Yusuf Hikmet Bayur bu anı şöyle anlatır:
"Yaverlikten, Atatürk'ün uyandığı haberi verilince odasına gitmiştim.
'Bu gece çalıştım ve nutku yazdım' dedi.
Son sayfaya gelince durdu. Duygulandı...
'Bu söylediklerim gerçek olduğu gün, senden ve bütün medeni beşeriyetten dileğim şudur:
Beni hatırlayınız!'
Bu sözler bana çok hazin gelmişti, adeta bir veda hissi veriyordu.
Bütün milletin, o güne onunla erişmeyi dilediğini ve düşündüğünü söyleyip, bu cümleyi kaldırmasını rica ettim."

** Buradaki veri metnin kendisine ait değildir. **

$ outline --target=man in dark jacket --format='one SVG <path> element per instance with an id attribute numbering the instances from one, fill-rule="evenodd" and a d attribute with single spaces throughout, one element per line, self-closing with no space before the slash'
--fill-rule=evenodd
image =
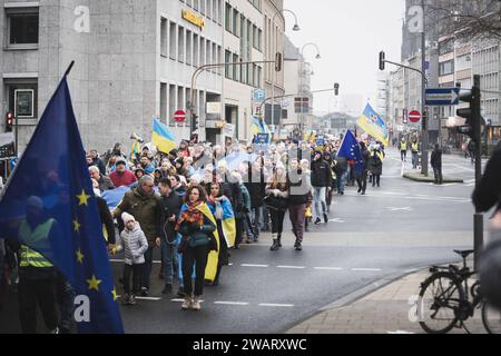
<path id="1" fill-rule="evenodd" d="M 250 195 L 252 230 L 254 231 L 254 241 L 257 243 L 259 239 L 259 220 L 263 215 L 263 199 L 265 197 L 266 189 L 266 180 L 263 167 L 261 165 L 261 159 L 257 159 L 252 165 L 249 164 L 248 175 L 248 181 L 245 186 Z"/>
<path id="2" fill-rule="evenodd" d="M 134 216 L 136 221 L 140 224 L 148 240 L 148 250 L 145 254 L 145 266 L 141 278 L 143 296 L 147 296 L 149 290 L 154 248 L 155 246 L 160 247 L 161 243 L 160 198 L 155 195 L 154 186 L 154 178 L 151 176 L 144 176 L 139 180 L 138 187 L 127 191 L 121 202 L 114 210 L 115 217 L 121 217 L 122 212 L 128 212 Z"/>
<path id="3" fill-rule="evenodd" d="M 435 175 L 435 185 L 443 185 L 442 177 L 442 150 L 439 144 L 435 144 L 435 149 L 432 152 L 430 164 L 433 168 L 433 174 Z"/>
<path id="4" fill-rule="evenodd" d="M 328 222 L 326 190 L 332 189 L 332 170 L 331 166 L 322 158 L 321 151 L 315 151 L 312 162 L 312 186 L 313 201 L 315 204 L 316 220 L 315 225 L 322 221 L 324 217 L 325 224 Z M 322 205 L 322 212 L 320 206 Z"/>
<path id="5" fill-rule="evenodd" d="M 161 259 L 165 287 L 163 294 L 173 291 L 174 271 L 177 266 L 176 222 L 183 207 L 183 197 L 171 189 L 170 180 L 164 178 L 158 186 L 161 207 Z"/>

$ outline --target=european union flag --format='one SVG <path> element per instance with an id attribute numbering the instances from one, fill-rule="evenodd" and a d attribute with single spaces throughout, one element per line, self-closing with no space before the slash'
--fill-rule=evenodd
<path id="1" fill-rule="evenodd" d="M 124 333 L 66 75 L 3 191 L 0 235 L 65 275 L 81 309 L 79 333 Z"/>
<path id="2" fill-rule="evenodd" d="M 354 160 L 356 162 L 356 171 L 361 171 L 363 169 L 364 159 L 362 156 L 362 150 L 355 135 L 353 135 L 352 131 L 347 130 L 346 135 L 344 135 L 337 156 L 345 157 L 347 160 Z"/>

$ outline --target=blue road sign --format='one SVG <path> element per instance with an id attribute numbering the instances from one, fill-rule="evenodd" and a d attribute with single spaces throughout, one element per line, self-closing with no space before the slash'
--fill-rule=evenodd
<path id="1" fill-rule="evenodd" d="M 459 105 L 459 88 L 426 89 L 425 102 L 428 106 Z"/>

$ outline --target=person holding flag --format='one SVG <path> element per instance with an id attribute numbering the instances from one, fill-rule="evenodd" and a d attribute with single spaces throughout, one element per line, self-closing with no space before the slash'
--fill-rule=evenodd
<path id="1" fill-rule="evenodd" d="M 21 246 L 21 268 L 26 268 L 20 291 L 23 332 L 36 332 L 37 300 L 43 300 L 47 327 L 57 332 L 57 319 L 49 307 L 53 301 L 50 269 L 57 269 L 75 289 L 79 333 L 122 334 L 98 206 L 67 82 L 72 65 L 2 191 L 0 237 Z M 62 190 L 68 196 L 60 201 L 65 208 L 52 210 Z M 46 284 L 35 281 L 40 274 L 47 276 Z"/>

Atatürk, bu cümlenin üzerini çizer ve törende okumaz.
Beş yıl sonra...
Hastalığı ilerlemişti...
Son Ankara akşamlarından birinde, arkadaşlarıyla birlikte sofradaydı.
O geceye katılan Falih Rıfkı Atay, eve dönünce defterine şunları yazdı:
"Fırtınadan sonraki deniz gibi, bitkin bir durgunluğu vardı. Dudakları güç oynuyordu.

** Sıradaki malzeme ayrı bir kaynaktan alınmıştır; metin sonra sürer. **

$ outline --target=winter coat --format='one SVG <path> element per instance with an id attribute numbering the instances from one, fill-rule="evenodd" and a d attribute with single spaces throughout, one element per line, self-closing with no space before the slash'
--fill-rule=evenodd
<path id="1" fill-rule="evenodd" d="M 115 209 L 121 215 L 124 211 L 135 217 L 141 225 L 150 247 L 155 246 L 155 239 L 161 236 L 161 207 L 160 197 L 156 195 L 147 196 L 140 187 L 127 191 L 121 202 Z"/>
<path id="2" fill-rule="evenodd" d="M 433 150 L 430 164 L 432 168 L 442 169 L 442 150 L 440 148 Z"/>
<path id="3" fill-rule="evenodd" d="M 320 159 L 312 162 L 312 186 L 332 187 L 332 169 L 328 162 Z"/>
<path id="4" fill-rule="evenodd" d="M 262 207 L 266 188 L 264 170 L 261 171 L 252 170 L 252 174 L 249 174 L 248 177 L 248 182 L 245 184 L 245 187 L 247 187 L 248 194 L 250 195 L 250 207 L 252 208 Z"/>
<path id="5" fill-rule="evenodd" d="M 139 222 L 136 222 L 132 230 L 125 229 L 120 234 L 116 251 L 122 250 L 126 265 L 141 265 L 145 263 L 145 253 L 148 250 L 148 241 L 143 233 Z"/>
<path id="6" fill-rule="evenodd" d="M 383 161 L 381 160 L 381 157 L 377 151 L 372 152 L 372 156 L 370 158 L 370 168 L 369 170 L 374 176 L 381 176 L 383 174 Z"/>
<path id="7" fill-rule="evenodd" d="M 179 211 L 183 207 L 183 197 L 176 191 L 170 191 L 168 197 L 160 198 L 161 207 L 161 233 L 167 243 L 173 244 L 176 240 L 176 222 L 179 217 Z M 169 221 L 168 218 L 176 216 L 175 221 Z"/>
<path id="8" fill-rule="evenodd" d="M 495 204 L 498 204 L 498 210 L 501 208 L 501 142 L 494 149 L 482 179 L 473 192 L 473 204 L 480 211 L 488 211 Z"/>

Şevk, onun bahçesine son yapraklarını dökmüştü.
O kadar güzel ince dudaklarının o kadar tatlı ve ısıtıcı gülüşü, bir ıtır gibi uçmuştu.

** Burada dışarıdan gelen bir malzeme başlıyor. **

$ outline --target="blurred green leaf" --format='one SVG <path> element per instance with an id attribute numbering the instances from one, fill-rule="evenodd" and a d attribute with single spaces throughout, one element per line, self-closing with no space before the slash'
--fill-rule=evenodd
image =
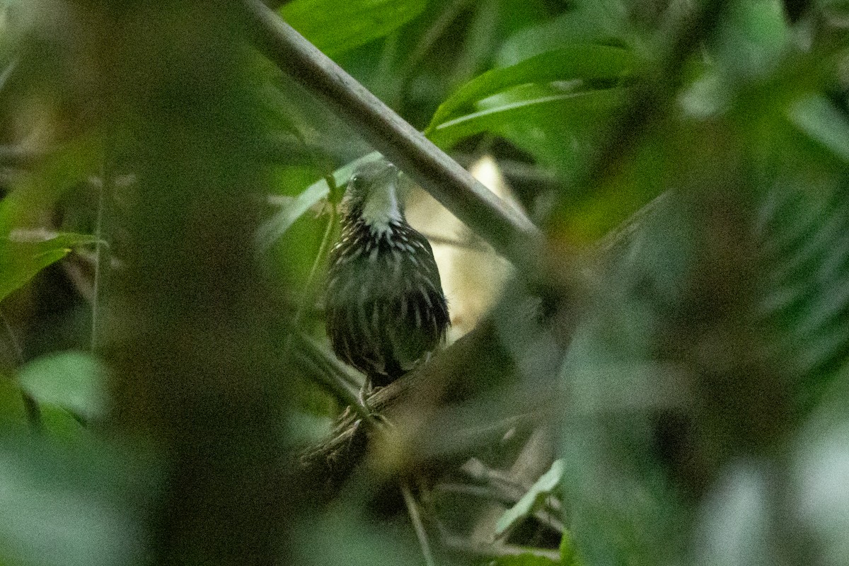
<path id="1" fill-rule="evenodd" d="M 492 566 L 558 566 L 560 563 L 528 552 L 519 556 L 499 556 L 489 563 Z"/>
<path id="2" fill-rule="evenodd" d="M 634 65 L 630 52 L 602 45 L 576 45 L 541 53 L 467 82 L 440 105 L 425 133 L 432 132 L 472 103 L 513 87 L 554 81 L 618 79 L 632 72 Z"/>
<path id="3" fill-rule="evenodd" d="M 73 248 L 95 241 L 93 236 L 86 234 L 44 230 L 13 230 L 8 236 L 0 236 L 0 300 Z"/>
<path id="4" fill-rule="evenodd" d="M 14 228 L 33 228 L 66 191 L 86 181 L 103 164 L 99 141 L 82 137 L 63 144 L 31 171 L 15 181 L 0 200 L 0 235 Z"/>
<path id="5" fill-rule="evenodd" d="M 521 496 L 515 505 L 507 510 L 498 519 L 495 533 L 501 536 L 520 521 L 530 516 L 545 504 L 547 497 L 552 495 L 563 477 L 563 461 L 555 460 L 548 472 L 534 482 L 531 489 Z"/>
<path id="6" fill-rule="evenodd" d="M 535 55 L 575 44 L 622 44 L 619 11 L 607 10 L 599 4 L 596 0 L 581 3 L 576 9 L 516 31 L 501 46 L 496 64 L 499 67 L 515 64 Z M 604 17 L 599 17 L 599 11 L 604 12 Z"/>
<path id="7" fill-rule="evenodd" d="M 118 451 L 66 449 L 28 435 L 0 441 L 0 563 L 20 566 L 135 563 L 140 533 L 129 513 L 139 490 Z M 152 492 L 149 486 L 143 488 Z"/>
<path id="8" fill-rule="evenodd" d="M 789 115 L 796 127 L 849 163 L 849 119 L 834 103 L 813 94 L 795 103 Z"/>
<path id="9" fill-rule="evenodd" d="M 543 136 L 561 125 L 576 130 L 603 121 L 621 100 L 622 92 L 616 88 L 575 92 L 537 85 L 519 87 L 481 101 L 482 109 L 440 124 L 429 137 L 434 143 L 450 148 L 483 132 L 510 137 L 508 128 L 513 126 L 535 129 Z M 554 137 L 554 142 L 563 141 Z"/>
<path id="10" fill-rule="evenodd" d="M 575 543 L 568 530 L 563 532 L 563 538 L 560 539 L 560 566 L 581 566 Z"/>
<path id="11" fill-rule="evenodd" d="M 20 388 L 8 376 L 0 376 L 0 433 L 28 426 Z"/>
<path id="12" fill-rule="evenodd" d="M 39 403 L 61 406 L 88 419 L 105 414 L 105 367 L 85 352 L 40 357 L 21 368 L 18 381 Z"/>
<path id="13" fill-rule="evenodd" d="M 280 8 L 286 21 L 329 55 L 384 37 L 415 18 L 425 0 L 295 0 Z"/>

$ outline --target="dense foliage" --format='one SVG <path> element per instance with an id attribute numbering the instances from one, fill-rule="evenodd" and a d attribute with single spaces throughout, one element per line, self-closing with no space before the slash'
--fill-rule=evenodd
<path id="1" fill-rule="evenodd" d="M 849 563 L 849 3 L 272 8 L 539 233 L 411 188 L 453 343 L 346 412 L 405 134 L 254 0 L 0 3 L 0 564 Z"/>

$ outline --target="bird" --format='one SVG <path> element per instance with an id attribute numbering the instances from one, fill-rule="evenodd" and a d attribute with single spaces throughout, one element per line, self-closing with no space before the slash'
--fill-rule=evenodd
<path id="1" fill-rule="evenodd" d="M 336 356 L 366 376 L 360 400 L 445 342 L 448 305 L 430 244 L 404 216 L 385 159 L 355 168 L 329 255 L 326 328 Z"/>

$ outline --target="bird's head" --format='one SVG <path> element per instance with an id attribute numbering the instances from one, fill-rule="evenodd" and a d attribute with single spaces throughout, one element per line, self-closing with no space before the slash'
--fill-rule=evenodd
<path id="1" fill-rule="evenodd" d="M 385 159 L 354 170 L 342 199 L 343 214 L 362 219 L 373 233 L 389 231 L 391 222 L 404 220 L 398 198 L 398 168 Z"/>

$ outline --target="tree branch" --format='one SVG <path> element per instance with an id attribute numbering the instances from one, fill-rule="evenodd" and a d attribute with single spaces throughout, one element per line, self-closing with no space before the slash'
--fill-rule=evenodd
<path id="1" fill-rule="evenodd" d="M 539 231 L 408 124 L 261 0 L 245 0 L 255 41 L 281 70 L 342 119 L 454 216 L 515 264 L 538 249 Z"/>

Baba Atatürk, arkadaş Atatürk, karındaş Atatürk, daha 10 yıl önce Omiros'un kahramanlarından daha destansı, altın saçlı, çevik ve kıvrak, o gencin hatırası, bir asırlık eski ve uzak bir hayale dönmüştü."
Cumhuriyetin elinde kaynak yoktu, para yoktu, kredi yoktu...
Yetişmiş insan gücü hiç yoktu.
Osmanlı'dan borç ve batık bir miras kalmıştı.
Bu koşullarda işgal edilen vatanını kurtarmış, emperyalizmi ve işbirlikçilerini yenmiş, ülkesini tam bağımsız yapmıştı.
Milletini çağdaşlaştırmak, kadın-erkek eşitliğini sağlamak, halkını uyandırmak, kalkındırmak için devrimler gerçekleştirmişti.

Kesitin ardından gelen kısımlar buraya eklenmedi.